Page:Wailly – La Folle ou Le Testament d’une Anglaise, 1827.djvu/39

La bibliothèque libre.
Sauter à la navigation Sauter à la recherche
Cette page a été validée par deux contributeurs.



Scène IV.

CÉCILE, ARTHUR.



ARTHUR, dans le fond.

Cécile ! depuis que je l’ai revue, son image ne me quitte pas.
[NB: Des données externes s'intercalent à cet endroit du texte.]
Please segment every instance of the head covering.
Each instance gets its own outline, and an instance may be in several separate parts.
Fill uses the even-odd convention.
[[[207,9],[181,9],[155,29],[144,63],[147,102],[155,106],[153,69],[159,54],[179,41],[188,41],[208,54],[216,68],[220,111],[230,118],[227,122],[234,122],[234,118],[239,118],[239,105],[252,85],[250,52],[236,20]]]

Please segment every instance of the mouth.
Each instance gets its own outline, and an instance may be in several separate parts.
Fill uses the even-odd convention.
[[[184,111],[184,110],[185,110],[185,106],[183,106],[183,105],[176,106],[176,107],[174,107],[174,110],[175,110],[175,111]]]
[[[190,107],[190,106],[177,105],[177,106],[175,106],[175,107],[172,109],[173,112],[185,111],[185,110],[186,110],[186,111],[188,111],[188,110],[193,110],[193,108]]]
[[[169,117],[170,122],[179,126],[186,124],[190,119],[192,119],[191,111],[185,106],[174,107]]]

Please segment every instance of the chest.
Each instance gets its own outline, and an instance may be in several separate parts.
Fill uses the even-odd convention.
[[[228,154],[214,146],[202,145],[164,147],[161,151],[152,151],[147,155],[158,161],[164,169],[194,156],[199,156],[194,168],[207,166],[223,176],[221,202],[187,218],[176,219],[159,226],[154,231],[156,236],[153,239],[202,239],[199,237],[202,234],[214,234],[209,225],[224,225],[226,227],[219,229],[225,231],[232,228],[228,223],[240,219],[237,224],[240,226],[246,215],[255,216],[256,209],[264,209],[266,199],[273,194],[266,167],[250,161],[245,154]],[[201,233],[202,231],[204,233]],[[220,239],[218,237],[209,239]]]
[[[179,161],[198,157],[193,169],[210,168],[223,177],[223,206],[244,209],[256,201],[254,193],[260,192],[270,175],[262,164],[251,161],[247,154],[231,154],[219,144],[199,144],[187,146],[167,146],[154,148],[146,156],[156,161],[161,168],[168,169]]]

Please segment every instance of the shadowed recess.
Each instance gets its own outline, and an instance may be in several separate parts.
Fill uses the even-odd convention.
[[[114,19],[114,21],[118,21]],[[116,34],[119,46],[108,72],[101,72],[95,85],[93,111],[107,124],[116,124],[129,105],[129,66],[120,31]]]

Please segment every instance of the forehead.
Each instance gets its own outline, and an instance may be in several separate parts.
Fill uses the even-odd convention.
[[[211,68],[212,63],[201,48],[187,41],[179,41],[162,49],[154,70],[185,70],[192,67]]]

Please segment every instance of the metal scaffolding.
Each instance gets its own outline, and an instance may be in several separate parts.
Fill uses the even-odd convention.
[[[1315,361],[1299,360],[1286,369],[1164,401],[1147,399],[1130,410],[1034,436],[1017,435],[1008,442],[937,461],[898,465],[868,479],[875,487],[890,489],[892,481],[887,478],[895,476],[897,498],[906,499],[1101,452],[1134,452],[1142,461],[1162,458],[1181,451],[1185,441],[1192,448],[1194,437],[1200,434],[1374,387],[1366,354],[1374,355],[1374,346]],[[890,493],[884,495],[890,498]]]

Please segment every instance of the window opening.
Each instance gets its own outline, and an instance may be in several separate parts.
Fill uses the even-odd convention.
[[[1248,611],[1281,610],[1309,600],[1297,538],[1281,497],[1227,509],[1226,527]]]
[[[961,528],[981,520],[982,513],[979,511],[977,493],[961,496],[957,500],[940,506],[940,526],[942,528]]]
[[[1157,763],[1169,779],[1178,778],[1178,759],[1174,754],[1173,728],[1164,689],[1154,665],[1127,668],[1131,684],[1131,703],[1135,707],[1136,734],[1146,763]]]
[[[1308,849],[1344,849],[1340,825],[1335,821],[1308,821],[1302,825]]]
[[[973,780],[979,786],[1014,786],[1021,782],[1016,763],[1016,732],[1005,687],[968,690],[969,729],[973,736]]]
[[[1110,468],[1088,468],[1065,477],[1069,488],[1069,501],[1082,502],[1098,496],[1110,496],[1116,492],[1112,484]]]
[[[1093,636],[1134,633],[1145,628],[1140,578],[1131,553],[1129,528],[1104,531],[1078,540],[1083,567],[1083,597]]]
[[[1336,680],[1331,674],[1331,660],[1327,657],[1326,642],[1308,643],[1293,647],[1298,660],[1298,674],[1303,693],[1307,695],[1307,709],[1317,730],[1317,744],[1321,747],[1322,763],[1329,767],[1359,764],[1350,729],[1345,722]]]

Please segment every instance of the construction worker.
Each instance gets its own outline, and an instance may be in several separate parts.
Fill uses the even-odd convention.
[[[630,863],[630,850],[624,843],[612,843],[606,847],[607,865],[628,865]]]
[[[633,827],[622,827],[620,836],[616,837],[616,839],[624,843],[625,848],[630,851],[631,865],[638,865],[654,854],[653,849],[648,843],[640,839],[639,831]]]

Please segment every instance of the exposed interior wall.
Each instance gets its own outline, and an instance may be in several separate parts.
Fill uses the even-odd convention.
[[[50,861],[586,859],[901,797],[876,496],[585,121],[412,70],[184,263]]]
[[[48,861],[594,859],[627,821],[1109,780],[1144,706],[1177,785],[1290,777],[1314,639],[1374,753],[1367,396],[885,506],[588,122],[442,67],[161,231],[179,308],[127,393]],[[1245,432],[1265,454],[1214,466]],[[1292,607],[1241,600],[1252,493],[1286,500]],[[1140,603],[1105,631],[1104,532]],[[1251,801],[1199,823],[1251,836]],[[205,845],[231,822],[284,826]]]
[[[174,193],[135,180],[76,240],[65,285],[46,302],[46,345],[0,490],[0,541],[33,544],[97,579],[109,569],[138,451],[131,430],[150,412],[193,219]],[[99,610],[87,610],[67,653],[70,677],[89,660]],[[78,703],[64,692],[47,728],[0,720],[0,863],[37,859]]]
Je ne sais quel intérêt m’attache…


CÉCILE.

Arthur ! oui, c’est bien toi, j’avais reconnu tes pas.


ARTHUR.

Cécile ! eh quoi ! seule ici ?


CÉCILE.

Seule… oh ! non, (montrant son cœur.) tu étais là.


ARTHUR.

Mon amie !


CÉCILE.

Et toi, as-tu pensé à Cécile ?


ARTHUR.

Si j’ai pensé à vous !


CÉCILE.

Vous ! je ne m’appelle pas vous, je m’appelle toi, comme il y a bien long-temps, tu sais ? (après une pause.) Ah ! mon Dieu ! dis-moi ! tu t’étais en allé bien loin… bien loin… (avec joie.) et tu es revenu.


ARTHUR.

Oui.


CÉCILE, avec effroi.

Ciel ! si elle allait revenir aussi !


ARTHUR.

Qui ?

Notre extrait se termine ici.